The author demonstrated that cell sorting technology could be utilized to compensate the addition of exogenous signals during early neural induction from PSCs. More importantly, the author showed the distinct effects of prolonged culture and hypoxic conditions on the neural differentiation of ES-NSCs, ie, prolonged culture was involved in the cell fate after neural differentiation, while hypoxic conditions efficiently promoted neural differentiation. In addition, the author suggested that loss of Sox1 expression might contribute to the loss of neurogenic capacity of NSCs due to prolonged culture whereas HIF-1α expression is responsible for upregulation of neural differentiation. Taken together, the author proposed that careful consideration about time and oxygen tension should be taken into account in the in vitro induction of neural cells from PSCs for clinical utilization of PSC-derived neural cells.

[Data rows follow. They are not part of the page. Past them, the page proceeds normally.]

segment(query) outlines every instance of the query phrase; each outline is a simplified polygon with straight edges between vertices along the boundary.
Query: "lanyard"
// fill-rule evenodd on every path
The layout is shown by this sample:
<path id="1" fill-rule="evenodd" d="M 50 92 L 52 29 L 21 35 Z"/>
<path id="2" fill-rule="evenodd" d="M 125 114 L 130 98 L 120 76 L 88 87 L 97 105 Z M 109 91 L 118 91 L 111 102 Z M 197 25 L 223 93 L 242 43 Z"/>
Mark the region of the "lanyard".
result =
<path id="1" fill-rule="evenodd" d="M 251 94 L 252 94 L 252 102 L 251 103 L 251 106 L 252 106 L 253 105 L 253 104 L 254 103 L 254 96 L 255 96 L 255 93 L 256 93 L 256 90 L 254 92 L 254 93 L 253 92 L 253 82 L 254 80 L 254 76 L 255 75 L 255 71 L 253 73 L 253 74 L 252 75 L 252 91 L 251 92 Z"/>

Although the results in this dissertation were derived from mouse ES cells, it will be highly likely applicable for human ES cells and iPS cells. In the fields of basic research, the neural cells derived from human iPS cells can be applied for drug discovery of many kinds of neural disease. As a matter of fact, many kinds of disease-specific iPS cell line derived from patients suffering from neural disease have been generated so far. On the other hand, in the fields of clinical application a marker-expressing PSC (eg, Sox1-expressing ES cells) is not appropriate for clinical use of the cells derived from them, and thus the author discussed that another method such as staining of cell-surface molecule should be developed for application in the clinic.